- Directed by: Duane Andersen
- Written by: Duane Andersen Dominic Mah
- Produced by: Duane Andersen Yukie Hashimoto Alun Lee
- Starring: Josiah Polhemus Amy Prosser Natalie Lander Guinevere Turner Pepe Serna H.P. Mendoza
- Cinematography: Bill Otto
- Edited by: Duane Andersen Dave Boyle
- Music by: Sarah Saturday
- Production company: Brainwave Films
- Distributed by: First Pond Entertainment
- Release date: July 24, 2016 (Fantasia International Film Festival);
- Country: United States
- Language: English

= Superpowerless (film) =

Superpowerless is a 2016 American feature film and the feature directorial debut of Duane Andersen. An autobiographical collaboration between Andersen and childhood friend/lead actor/co-producer Josiah Polhemus, the screenplay was written by Andersen and Dominic Mah. Production took place in early 2014 throughout the San Francisco Bay Area including Andersen and Polhemus's hometown of Palo Alto. The film premiered in July 2016 at the Fantasia International Film Festival and was released in the Fall of 2017 by First Pond Entertainment.

==Plot==
Bob (Josiah Polhemus) is a typical, frustrated forty-something guy. He spends his days wandering and drinking. The more help he is offered the more frustrated he becomes. One might think that his situation is typical of millions of others who have suffered a sense of loss and a frustrating lack of purpose once they reach forty. But Bob is a bit different... Bob used to be Captain Truth, a masked superhero fighting crime throughout the Bay Area. Now, however, he's just Bob, and it's hard to get used to.

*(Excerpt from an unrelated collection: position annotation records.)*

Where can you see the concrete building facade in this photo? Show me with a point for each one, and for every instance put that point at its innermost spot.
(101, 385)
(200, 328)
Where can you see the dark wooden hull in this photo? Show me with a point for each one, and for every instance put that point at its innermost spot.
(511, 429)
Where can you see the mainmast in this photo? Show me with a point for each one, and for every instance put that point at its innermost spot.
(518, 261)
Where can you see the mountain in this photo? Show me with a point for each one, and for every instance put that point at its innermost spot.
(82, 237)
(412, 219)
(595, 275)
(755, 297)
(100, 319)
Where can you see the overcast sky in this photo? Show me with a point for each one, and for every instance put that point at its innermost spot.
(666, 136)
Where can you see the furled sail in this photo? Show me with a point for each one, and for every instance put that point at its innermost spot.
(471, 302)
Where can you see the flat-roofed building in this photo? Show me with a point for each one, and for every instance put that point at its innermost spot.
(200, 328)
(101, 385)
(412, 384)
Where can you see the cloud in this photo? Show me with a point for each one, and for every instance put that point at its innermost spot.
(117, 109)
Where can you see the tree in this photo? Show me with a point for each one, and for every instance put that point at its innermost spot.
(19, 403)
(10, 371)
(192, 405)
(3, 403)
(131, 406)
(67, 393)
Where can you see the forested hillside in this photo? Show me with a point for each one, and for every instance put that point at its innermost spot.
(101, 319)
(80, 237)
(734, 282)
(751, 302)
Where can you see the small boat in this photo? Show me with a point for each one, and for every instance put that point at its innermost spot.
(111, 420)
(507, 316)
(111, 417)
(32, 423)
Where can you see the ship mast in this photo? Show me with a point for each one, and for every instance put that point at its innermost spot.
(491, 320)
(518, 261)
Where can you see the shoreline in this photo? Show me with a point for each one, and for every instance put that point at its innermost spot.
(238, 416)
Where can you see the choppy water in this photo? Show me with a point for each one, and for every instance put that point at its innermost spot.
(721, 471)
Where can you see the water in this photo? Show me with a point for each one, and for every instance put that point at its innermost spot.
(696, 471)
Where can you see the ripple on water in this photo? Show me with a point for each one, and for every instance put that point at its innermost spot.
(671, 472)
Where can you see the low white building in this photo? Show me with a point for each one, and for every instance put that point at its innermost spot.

Mimi (Amy Prosser), Bob's girlfriend, is facing her own challenges. Years ago she dreamed of moving to Rome and becoming a museum curator, but now she finds herself as an assistant in a law firm, with the chance for a lucrative promotion. As her future takes shape, she wonders if it's the future she really wants.

Mimi encourages Bob to write a book, in an effort to soothe his mind and put things into perspective. He hires Danniell (Natalie Lander), a college English major, to help him get his thoughts down cohesively. She thinks Bob's book is worth publishing, and has her eyes set on Bob himself. As Bob and Danniell's relationship blossoms, Bob is tempted to risk losing Mimi, the one thing in his life that makes any sense.

Meanwhile, Mimi discovers that she's pregnant. Bob has always been insistent that he didn't want kids, and with a potential new promotion, and her relationship with Bob deteriorating, she wonders if giving up the child might be the smartest thing.

They both struggle as they learn that the best way to make the future worthwhile is to live the current moment as if it's the most important of all.